Doch im gleichen Atemzug fügen alle stets hinzu, dass genau diejenigen, die die vermeintlich humanitäre Krise beenden wollen, die Krise überhaupt erst herbeigeführt haben: durch die jahrelangen Embargos und die aktuelle Beschlagnahmung von Devisen auf ausländischen Konten, aufgrund derer Venezuela die benötigten Güter nicht selbst kaufen und importieren kann. Weiter berichten uns die Menschen: Die rechte Opposition, die nun mit Hilfe der USA unter dem Deckmantel der humanitären Hilfe die Regierung putschen will, würde die Lebensbedingungen der meisten Venezolaner*innen nicht verbessern sondern nur verschlimmern.

Und so betonen auch viele, mit denen wir sprechen, immer wieder, dass sie diejenigen wären, die die Probleme im Land zu lösen hätten. Dies ginge allerdings nur ohne die Einmischung von außen. Ein Sieg der US-imperialistischen Intervention wäre ein Angriff auf die gerade erst errungenen Handlungs- und Partizipationsmöglichkeiten. Außerdem, so hören wir hier und dort: Wer würde in die Bronx einmarschieren, einem der ärmsten Viertel im reichsten Land der Welt, wo Menschen auch in Armut leben? Oder in das Nachbarland Kolumbien, in dem die Menschen seit Jahrzehnten im Krieg leben? Wir wollen hier nicht zynisch sein, sondern die Doppelmoral hervorheben, mit der der Versuch einer sozialistischen Alternative in einem rohstoffreichen und geostrategisch relevanten Land platt gemacht werden soll. Dritte Optionen, die beispielsweise Neuwahlen vorsehen und auch von einigen Linken in Europa gefordert werden, sind keine neutrale Position, sondern ein indirekter Sieg der ausländischen Erpressung nach dem Motto: wenn schon der direkte Putsch der von den USA eingesetzten venezolanischen Rechten nicht geklappt hat, dann soll die Maduro-Regierung eben durch extern aufgezwungene Neuwahlen abgeräumt werden.
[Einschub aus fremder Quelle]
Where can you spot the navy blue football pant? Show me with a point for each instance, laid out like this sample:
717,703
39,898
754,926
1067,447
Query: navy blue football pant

Wir hören auch Selbstkritik in der Bewegung: Einige sagen, es sei ein Versagen der Linken, wenn sich einige vom Chavismus abwenden, denn man habe sie in den kommunalen Räten und comunas nicht genügend einbinden können. Doch gerade jetzt dürfe man nicht aufgeben. Der begonnene Prozess müsse fortgeführt und die unter der bolivarischen Regierung geschaffenen Partizipationsmöglichkeiten genutzt und erweitert werden: »Nosotros estamos construyendo la revolucion. Y no hemos termindo todavia« (»Wir bauen die Revolution auf. Und wir sind noch nicht fertig«).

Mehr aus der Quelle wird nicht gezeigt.